Voire, ces frontières n’ont connu de stabilité que lorsque
l’armée syrienne est entrée pour la première fois au Liban
en 1976. Avant, les crises et difficultés étaient chroniques,
menant parfois à une fermeture complète des frontières.
La première crise a commencé au printemps 1949 et a duré
une année entière. La Syrie vivait son premier coup d’Etat.
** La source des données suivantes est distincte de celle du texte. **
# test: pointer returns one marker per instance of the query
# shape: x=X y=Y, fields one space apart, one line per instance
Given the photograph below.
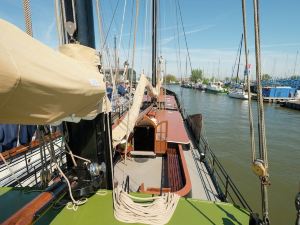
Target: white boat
x=240 y=94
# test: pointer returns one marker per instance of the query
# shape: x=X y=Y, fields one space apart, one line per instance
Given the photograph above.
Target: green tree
x=197 y=75
x=170 y=78
x=266 y=77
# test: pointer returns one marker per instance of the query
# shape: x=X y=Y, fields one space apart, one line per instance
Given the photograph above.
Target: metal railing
x=225 y=186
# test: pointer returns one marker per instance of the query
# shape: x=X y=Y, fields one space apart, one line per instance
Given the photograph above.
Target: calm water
x=227 y=130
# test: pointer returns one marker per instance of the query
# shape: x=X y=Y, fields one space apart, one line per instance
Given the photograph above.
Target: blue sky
x=213 y=31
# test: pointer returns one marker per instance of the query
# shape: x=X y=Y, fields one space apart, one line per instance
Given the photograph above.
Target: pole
x=261 y=120
x=154 y=41
x=88 y=138
x=238 y=69
x=294 y=73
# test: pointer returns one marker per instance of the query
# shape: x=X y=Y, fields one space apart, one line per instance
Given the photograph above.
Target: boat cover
x=39 y=85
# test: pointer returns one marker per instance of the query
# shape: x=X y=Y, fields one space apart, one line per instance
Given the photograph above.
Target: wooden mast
x=154 y=42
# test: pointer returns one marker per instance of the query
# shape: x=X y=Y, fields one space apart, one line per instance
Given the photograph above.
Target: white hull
x=238 y=94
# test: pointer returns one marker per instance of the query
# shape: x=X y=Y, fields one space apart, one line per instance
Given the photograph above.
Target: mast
x=154 y=41
x=294 y=73
x=89 y=139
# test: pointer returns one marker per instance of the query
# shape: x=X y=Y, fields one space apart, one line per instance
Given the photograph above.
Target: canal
x=227 y=130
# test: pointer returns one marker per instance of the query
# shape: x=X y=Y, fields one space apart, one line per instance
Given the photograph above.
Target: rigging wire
x=145 y=33
x=185 y=39
x=131 y=72
x=236 y=58
x=261 y=119
x=58 y=17
x=27 y=17
x=122 y=24
x=131 y=21
x=250 y=113
x=113 y=17
x=238 y=65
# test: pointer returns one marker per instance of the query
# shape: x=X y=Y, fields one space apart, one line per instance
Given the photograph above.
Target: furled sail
x=39 y=85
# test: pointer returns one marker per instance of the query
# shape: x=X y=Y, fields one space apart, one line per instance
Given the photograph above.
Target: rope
x=250 y=113
x=114 y=13
x=10 y=170
x=261 y=119
x=58 y=17
x=100 y=27
x=186 y=45
x=75 y=203
x=74 y=14
x=122 y=25
x=158 y=211
x=27 y=17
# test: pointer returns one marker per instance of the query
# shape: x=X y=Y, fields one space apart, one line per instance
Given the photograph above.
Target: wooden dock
x=294 y=104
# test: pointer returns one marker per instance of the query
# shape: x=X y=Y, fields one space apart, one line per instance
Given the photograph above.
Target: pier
x=294 y=104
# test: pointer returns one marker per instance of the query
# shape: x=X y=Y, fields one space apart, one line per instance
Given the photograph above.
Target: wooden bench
x=143 y=153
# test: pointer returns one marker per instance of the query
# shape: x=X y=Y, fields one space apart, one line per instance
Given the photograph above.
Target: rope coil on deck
x=151 y=210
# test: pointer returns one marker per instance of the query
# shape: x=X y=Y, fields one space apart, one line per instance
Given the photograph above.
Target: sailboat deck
x=140 y=170
x=99 y=210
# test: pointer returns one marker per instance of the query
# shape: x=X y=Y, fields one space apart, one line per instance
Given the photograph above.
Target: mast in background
x=154 y=41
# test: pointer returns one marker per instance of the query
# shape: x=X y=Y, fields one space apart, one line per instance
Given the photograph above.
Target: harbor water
x=226 y=127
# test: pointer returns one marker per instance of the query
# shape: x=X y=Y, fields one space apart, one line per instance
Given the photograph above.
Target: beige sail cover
x=128 y=122
x=39 y=85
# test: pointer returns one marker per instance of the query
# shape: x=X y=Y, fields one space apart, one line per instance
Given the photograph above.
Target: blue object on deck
x=109 y=92
x=9 y=135
x=121 y=90
x=26 y=133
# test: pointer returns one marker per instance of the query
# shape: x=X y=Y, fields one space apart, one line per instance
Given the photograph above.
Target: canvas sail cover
x=128 y=122
x=39 y=85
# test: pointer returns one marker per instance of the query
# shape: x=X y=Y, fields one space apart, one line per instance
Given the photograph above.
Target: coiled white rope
x=75 y=203
x=152 y=210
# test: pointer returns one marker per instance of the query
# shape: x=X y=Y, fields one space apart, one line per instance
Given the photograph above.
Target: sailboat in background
x=238 y=90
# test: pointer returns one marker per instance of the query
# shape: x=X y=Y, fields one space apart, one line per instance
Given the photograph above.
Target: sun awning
x=128 y=122
x=39 y=85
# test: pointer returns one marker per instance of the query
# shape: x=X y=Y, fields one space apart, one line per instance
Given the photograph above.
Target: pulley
x=258 y=168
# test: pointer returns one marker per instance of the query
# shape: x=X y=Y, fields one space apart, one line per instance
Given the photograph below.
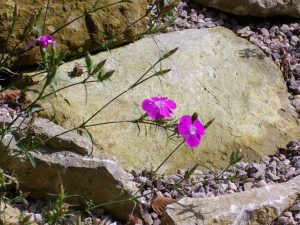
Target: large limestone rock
x=260 y=8
x=255 y=207
x=88 y=33
x=66 y=161
x=212 y=74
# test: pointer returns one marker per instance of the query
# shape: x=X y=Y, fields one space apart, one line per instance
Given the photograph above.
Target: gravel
x=279 y=39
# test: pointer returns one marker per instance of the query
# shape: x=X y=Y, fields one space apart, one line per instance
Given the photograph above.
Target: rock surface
x=258 y=206
x=212 y=74
x=257 y=7
x=8 y=214
x=85 y=34
x=98 y=179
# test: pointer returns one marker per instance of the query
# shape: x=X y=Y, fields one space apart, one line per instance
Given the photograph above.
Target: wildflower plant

C’est alors que les divergences entre les régimes libanais
et syrien ont été mises en relief. Elles se sont répercutées
sur les relations économiques entre les deux pays, les
échanges et tout ce qui concerne la gestion du dossier
des intérêts communs. Cette première fermeture des frontières
fut décidée le 21 mai 1949 par la Syrie. Il en sera toujours
ainsi à chaque problème : janvier 1953, février 1954,
le 15 mars 1963 suite au putsch baasiste en Syrie, février
1966 avec un nouveau coup d’Etat à Damas, août 1971 suite
à une crise entre la Syrie et la Jordanie et mai 1973
en résultat à des différends libano-palestiniens.
A chaque
fois, la crise se terminait avec Damas dictant ses conditions
pour rouvrir les frontières. Il s’agissait toujours des
droits à accorder aux travailleurs syriens au Liban, d’un
contrôle de la presse libanaise ainsi que de la fin des
activités des opposants syriens au Liban.
Aujourd’hui,
après la résolution 1 559 du Conseil de sécurité mettant
fin à la présence militaire syrienne au Liban, c’est donc
un retour à cette même tactique. Les camions chargés de
marchandises libanaises, notamment les produits maraîchers
et les fruits et se rendant dans les pays arabes via la
Syrie, sont bloqués pendant de longs jours sur la frontière.
Les autorités syriennes se livrent à des inspections rigoureuses
et quasiment au ralenti de ces véhicules avant qu’ils
ne soient autorisés à traverser les frontières.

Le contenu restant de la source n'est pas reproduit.